Is it financial institutions that sell their customer information to outside marketing companies? Or is it Bank of America that says it'll no longer work with some telemarketing firms to sell their products and services?
Is it sweepstakes marketers who use really small type to tell consumers that the $2 million check they're holding isn't real? Or is it Publishers Clearing House, which says it will publish the numerical odds of winning in the rules and include "No purchase necessary" messages on its entry forms and outer envelopes.
Is it IBM and Microsoft, which are stopping advertising on Web sites that don't meet certain privacy guidelines? Or is Disney, which is going another step by saying its Go Network portal will drop any advertisers that fail to post clear policies on the use of personal information.
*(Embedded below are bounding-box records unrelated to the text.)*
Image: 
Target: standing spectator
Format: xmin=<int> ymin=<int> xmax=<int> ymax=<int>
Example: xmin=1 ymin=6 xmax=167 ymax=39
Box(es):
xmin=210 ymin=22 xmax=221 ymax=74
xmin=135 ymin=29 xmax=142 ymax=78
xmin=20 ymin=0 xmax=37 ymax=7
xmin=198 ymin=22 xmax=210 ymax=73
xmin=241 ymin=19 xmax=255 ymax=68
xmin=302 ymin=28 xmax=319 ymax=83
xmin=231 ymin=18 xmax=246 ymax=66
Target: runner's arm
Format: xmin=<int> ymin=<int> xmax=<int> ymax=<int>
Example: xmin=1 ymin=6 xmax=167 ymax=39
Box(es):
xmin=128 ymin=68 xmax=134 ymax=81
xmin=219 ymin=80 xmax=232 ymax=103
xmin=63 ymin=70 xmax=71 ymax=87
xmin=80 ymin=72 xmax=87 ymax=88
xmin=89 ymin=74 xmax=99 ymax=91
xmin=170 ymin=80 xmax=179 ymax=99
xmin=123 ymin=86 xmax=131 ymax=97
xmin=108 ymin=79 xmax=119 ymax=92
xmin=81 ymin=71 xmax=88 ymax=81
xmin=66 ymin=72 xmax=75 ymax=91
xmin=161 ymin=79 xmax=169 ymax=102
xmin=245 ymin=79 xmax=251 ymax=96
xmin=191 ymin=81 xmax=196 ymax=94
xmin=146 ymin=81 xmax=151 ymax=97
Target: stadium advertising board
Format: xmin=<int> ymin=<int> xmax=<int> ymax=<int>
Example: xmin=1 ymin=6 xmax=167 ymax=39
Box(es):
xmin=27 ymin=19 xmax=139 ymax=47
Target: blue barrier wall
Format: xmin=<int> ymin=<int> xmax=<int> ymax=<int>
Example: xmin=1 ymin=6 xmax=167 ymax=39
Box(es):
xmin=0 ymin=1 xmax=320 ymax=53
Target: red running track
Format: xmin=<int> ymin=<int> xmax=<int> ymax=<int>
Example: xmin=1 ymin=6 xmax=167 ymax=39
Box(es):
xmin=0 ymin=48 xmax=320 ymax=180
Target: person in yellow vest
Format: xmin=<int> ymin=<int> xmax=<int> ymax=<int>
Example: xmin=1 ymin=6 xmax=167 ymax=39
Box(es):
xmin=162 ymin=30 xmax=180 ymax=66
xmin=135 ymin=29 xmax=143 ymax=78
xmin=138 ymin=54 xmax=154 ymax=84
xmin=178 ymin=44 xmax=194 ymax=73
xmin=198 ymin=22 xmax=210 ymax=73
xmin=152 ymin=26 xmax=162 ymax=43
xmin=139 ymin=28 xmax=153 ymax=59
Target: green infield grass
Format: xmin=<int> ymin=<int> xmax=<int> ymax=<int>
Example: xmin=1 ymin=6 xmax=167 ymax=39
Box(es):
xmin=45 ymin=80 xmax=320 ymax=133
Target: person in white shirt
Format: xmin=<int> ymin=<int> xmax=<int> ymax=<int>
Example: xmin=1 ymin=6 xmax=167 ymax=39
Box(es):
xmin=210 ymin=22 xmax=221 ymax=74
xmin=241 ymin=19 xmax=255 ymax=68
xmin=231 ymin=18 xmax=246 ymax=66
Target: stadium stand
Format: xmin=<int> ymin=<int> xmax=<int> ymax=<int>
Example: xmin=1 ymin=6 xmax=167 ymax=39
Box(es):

Times have changed. We're not in 1962, when the Reader's Digest Association started the first magazine sweepstakes mailing. How we went about our business 10 years ago isn't the same as how we did it five or even two years ago. Today's consumers are becoming increasingly aware of their personal information. Privacy advocates have cropped up who can make a great deal of noise with our lawmakers.
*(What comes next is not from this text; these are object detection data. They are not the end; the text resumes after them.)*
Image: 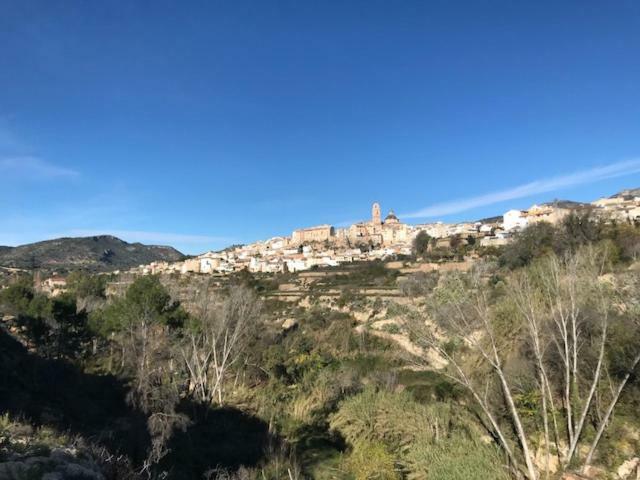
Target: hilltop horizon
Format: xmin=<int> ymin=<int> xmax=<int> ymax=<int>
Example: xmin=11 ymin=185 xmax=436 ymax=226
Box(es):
xmin=0 ymin=0 xmax=640 ymax=253
xmin=0 ymin=187 xmax=640 ymax=258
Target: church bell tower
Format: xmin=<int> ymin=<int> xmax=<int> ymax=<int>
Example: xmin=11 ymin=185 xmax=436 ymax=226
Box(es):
xmin=371 ymin=202 xmax=382 ymax=225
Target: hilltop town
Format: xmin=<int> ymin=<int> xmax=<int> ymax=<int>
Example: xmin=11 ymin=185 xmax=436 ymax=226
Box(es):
xmin=131 ymin=189 xmax=640 ymax=274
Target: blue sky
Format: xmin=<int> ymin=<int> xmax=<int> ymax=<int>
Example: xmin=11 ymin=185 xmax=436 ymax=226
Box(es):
xmin=0 ymin=0 xmax=640 ymax=253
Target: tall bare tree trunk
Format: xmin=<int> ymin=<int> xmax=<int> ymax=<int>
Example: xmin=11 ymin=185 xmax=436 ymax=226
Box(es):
xmin=582 ymin=353 xmax=640 ymax=472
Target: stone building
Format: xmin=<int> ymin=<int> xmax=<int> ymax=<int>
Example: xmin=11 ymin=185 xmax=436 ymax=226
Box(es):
xmin=347 ymin=203 xmax=411 ymax=245
xmin=291 ymin=225 xmax=335 ymax=244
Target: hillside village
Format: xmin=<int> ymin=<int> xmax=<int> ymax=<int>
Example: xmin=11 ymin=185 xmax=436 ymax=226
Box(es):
xmin=130 ymin=189 xmax=640 ymax=274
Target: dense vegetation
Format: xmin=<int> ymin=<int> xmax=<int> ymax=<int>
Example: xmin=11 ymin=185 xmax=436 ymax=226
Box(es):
xmin=0 ymin=216 xmax=640 ymax=480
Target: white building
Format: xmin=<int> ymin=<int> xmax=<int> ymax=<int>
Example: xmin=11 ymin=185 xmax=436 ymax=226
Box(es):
xmin=502 ymin=210 xmax=529 ymax=231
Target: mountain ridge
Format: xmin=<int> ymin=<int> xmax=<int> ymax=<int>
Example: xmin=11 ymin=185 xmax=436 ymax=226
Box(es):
xmin=0 ymin=235 xmax=184 ymax=272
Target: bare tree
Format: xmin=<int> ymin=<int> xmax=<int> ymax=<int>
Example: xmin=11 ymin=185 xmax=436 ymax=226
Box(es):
xmin=181 ymin=286 xmax=261 ymax=404
xmin=410 ymin=247 xmax=640 ymax=480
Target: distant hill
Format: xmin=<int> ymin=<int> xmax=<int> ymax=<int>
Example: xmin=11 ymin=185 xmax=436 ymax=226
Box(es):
xmin=0 ymin=235 xmax=184 ymax=272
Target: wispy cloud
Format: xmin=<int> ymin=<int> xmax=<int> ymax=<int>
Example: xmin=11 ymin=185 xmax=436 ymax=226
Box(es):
xmin=68 ymin=229 xmax=234 ymax=245
xmin=400 ymin=159 xmax=640 ymax=218
xmin=0 ymin=156 xmax=80 ymax=180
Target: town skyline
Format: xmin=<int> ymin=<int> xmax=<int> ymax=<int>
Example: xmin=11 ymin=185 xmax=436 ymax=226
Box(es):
xmin=0 ymin=0 xmax=640 ymax=253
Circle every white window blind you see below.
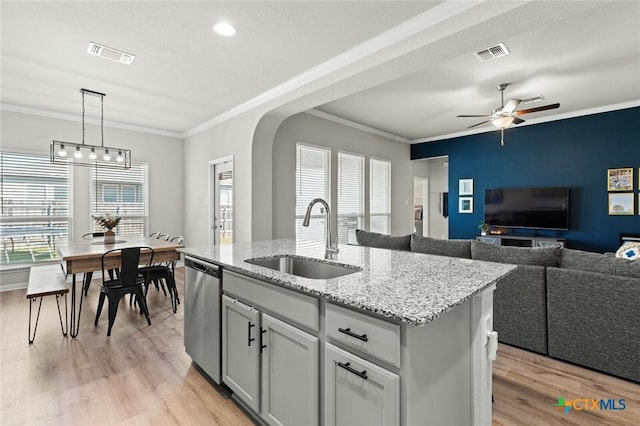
[337,152,364,244]
[0,152,71,265]
[369,158,391,234]
[296,144,330,245]
[90,163,148,235]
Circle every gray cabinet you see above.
[324,343,400,426]
[261,314,320,426]
[222,295,260,412]
[222,272,320,426]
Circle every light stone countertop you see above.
[178,239,516,326]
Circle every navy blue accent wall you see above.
[411,107,640,252]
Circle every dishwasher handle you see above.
[184,258,220,278]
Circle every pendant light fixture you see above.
[49,89,131,169]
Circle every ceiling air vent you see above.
[475,43,510,62]
[87,41,135,65]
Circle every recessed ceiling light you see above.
[213,22,236,37]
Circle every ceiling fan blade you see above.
[467,119,493,129]
[515,104,560,115]
[502,99,522,114]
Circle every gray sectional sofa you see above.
[356,230,640,382]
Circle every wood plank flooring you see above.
[0,268,640,426]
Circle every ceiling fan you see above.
[458,83,560,145]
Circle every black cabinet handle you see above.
[260,327,267,353]
[338,327,369,342]
[247,321,256,346]
[338,362,367,380]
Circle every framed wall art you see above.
[458,197,473,213]
[458,179,473,195]
[607,167,633,191]
[609,192,635,215]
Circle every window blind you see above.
[337,152,364,244]
[369,158,391,234]
[90,163,148,235]
[0,152,71,264]
[296,143,330,241]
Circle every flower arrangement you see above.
[91,213,122,231]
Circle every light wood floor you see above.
[0,269,640,426]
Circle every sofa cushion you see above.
[356,229,411,251]
[411,234,471,259]
[560,249,640,278]
[471,241,560,266]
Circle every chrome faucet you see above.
[302,198,340,259]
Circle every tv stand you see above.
[476,234,566,247]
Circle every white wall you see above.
[272,113,413,238]
[0,111,184,237]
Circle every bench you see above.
[27,264,69,344]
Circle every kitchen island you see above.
[181,240,515,425]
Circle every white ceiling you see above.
[0,1,640,141]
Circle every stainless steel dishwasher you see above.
[184,256,222,384]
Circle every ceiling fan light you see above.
[491,117,514,129]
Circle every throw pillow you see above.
[356,229,411,251]
[616,241,640,260]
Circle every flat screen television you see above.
[484,187,569,231]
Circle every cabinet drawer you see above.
[222,270,320,331]
[326,303,400,367]
[324,343,400,426]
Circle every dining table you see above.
[58,235,183,337]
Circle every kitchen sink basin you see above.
[245,254,362,280]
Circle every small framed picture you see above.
[609,192,635,215]
[458,179,473,195]
[607,167,633,191]
[458,197,473,213]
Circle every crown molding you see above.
[183,0,532,138]
[0,103,183,139]
[410,99,640,144]
[304,109,411,143]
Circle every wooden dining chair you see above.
[94,246,154,336]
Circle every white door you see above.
[261,314,320,426]
[222,295,260,413]
[209,157,234,245]
[324,343,400,426]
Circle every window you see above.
[91,164,148,235]
[337,152,364,244]
[296,144,330,245]
[0,152,71,265]
[369,158,391,234]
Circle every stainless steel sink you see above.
[245,254,362,279]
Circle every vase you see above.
[104,231,116,244]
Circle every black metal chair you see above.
[138,236,183,314]
[94,247,154,336]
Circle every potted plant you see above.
[478,220,491,235]
[91,213,122,244]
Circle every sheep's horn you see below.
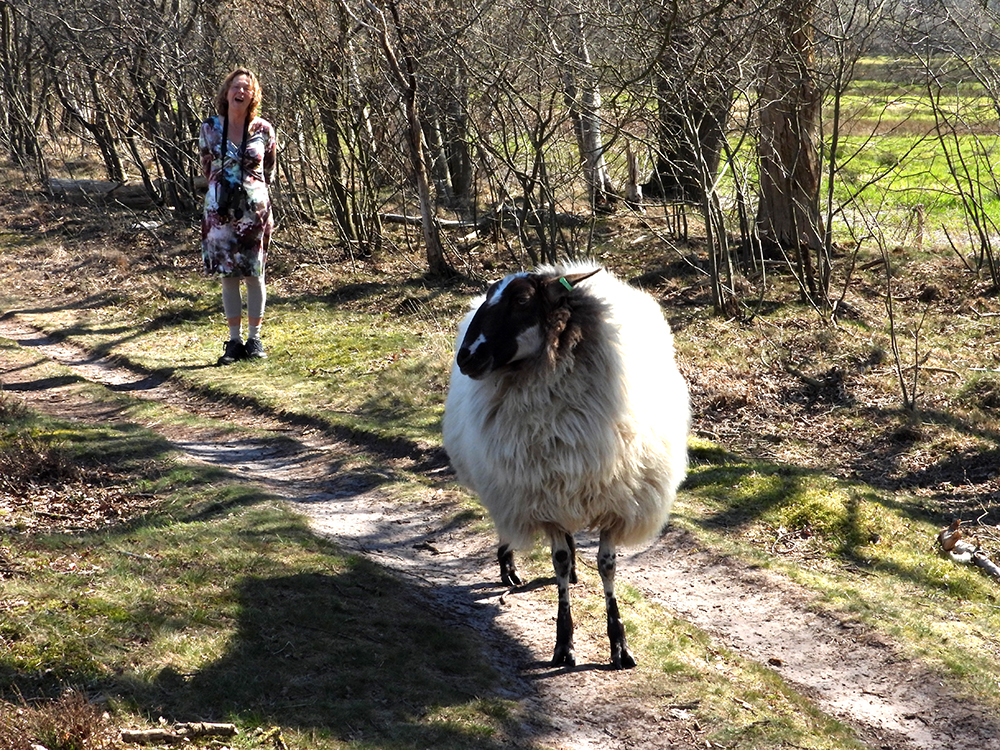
[545,268,601,301]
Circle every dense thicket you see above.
[0,0,1000,300]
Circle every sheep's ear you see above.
[545,268,601,302]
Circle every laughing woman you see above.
[199,68,277,365]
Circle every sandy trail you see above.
[0,316,1000,750]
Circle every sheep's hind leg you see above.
[552,533,576,667]
[597,531,635,669]
[497,542,521,586]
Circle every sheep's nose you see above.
[455,346,492,380]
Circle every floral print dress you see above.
[199,116,277,276]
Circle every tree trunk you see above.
[556,9,616,211]
[757,0,826,299]
[0,0,48,184]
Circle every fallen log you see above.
[938,518,1000,581]
[122,721,238,745]
[48,177,155,209]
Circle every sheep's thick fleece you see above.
[444,264,690,548]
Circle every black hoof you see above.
[611,646,635,669]
[500,570,521,586]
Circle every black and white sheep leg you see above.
[552,534,576,667]
[497,542,521,586]
[597,531,635,669]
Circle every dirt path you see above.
[0,317,1000,750]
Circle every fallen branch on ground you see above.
[938,518,1000,581]
[122,721,237,745]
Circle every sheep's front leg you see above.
[597,531,635,669]
[552,533,576,667]
[497,542,521,586]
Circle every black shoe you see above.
[215,339,247,367]
[243,337,267,359]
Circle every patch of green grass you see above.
[675,443,1000,707]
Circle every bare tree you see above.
[757,0,827,301]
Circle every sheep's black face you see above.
[455,273,548,379]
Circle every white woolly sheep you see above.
[443,264,690,668]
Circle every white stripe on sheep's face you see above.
[455,271,596,379]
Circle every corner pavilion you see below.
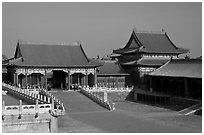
[7,42,101,89]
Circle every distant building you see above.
[97,60,131,88]
[7,42,101,89]
[149,59,202,100]
[110,29,188,87]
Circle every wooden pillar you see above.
[149,77,153,92]
[184,78,188,98]
[25,69,28,88]
[36,74,39,86]
[83,76,86,86]
[45,69,47,90]
[161,79,164,93]
[77,74,80,85]
[115,77,118,88]
[29,74,32,87]
[68,71,71,90]
[104,77,107,87]
[94,69,97,87]
[86,71,88,87]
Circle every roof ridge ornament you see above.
[133,27,166,34]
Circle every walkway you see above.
[50,90,202,133]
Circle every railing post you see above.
[44,96,46,102]
[18,100,22,119]
[103,91,108,102]
[35,99,39,118]
[47,97,50,103]
[2,100,5,115]
[51,99,55,110]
Many marketers, however, are proving every day that they can act responsibly, but the industry keeps getting hit with stories about elderly people flying to Florida to claim their million-dollar prizes or a bank that is accused of using its consumer data improperly. Self-regulation can work if everyone gives it a chance. Only 17 companies didn't meet the July 1 deadline to sign onto the Direct Marketing Association's Privacy Promise. Two weeks ago, the Federal Trade Commission told Congress there's no need for online privacy legislation at the moment, thanks to the DMA and the IBMs, Microsofts and Disneys out there. We just have to continue to put our house in order.